His information on the Iraqi nuclear program, described as coming from a significant source, would have arrived at a time when the C.I.A. was starting to reconsider whether Iraq had revived its efforts to develop nuclear weapons. The agency’s conclusion that this was happening, eventually made public by the Bush administration in 2002 as part of its rationale for war, has since been found to be incorrect.
Doe is claiming that he followed all the appropriate channels to get his information out, but that his information was supressed and he was both harassed and terminated for his efforts. Says emptywheel:
If what Doe alleges is true, the CIA five times tried to force him to stop pursuing intelligence–one time burying actionable intelligence, another time, trying to get him to falsify intelligence–that countered the party line. To punish him for not hewing to the party line, they first withheld a promotion he had qualified for. Then, they accused him (falsely, he says) of sleeping with a female asset, blackmailing James Pavitt, and embezzling money. Doe alleges these accusations served as the pretext to fire him. Then, to make sure he didn’t contest the termination, they retroactively negated his move from contract to staff status, 10 years after the fact. By turning Doe, retroactively, back into a contractor, they denied him the ability to appeal or investigate his own personnel files.

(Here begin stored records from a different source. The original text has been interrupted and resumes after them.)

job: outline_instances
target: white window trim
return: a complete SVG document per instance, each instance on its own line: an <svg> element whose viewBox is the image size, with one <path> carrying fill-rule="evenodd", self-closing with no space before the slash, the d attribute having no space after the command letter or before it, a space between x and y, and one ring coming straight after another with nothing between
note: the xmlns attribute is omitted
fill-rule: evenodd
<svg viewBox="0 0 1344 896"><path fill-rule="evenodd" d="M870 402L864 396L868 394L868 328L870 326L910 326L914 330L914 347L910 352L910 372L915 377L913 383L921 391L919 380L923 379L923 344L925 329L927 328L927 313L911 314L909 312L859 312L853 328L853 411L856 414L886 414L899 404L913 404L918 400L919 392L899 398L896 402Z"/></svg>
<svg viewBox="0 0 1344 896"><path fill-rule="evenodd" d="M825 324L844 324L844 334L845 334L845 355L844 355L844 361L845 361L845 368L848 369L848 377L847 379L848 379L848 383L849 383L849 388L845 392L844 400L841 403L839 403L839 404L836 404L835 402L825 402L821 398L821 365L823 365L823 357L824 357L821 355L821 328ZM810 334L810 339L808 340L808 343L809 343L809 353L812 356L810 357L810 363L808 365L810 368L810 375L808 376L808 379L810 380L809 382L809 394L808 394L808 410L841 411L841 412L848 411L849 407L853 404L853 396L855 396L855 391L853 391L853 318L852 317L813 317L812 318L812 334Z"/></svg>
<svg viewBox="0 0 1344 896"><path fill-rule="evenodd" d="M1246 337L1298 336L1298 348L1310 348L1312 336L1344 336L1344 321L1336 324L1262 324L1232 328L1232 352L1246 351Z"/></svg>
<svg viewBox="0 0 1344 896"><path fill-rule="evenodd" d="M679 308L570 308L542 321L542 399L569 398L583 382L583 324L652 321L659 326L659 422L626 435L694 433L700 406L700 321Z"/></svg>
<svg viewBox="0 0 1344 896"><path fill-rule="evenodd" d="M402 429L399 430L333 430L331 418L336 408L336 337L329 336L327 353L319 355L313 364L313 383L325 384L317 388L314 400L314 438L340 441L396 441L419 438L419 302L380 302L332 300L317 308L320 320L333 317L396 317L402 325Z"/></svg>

Emptywheel also notes this tantalizing bit, which indicates that
the Neocons were already setting the stage for the Iraq war even before Bush was elected, and were just waiting for the appropriate puppet president to take the stage and push the button:The first time Doe was required to bury intelligence was in 2000, before Bush was inaugurated and probably before he was (s)elected. Which reminds me that the Niger embassy in Rome was burgled (and therefore the plot to forge the Niger documents was presumably in place) in early January 2001, before Bush was inaugurated. In other words, they’ve been setting up their Neocon moves since before Bush was put into office.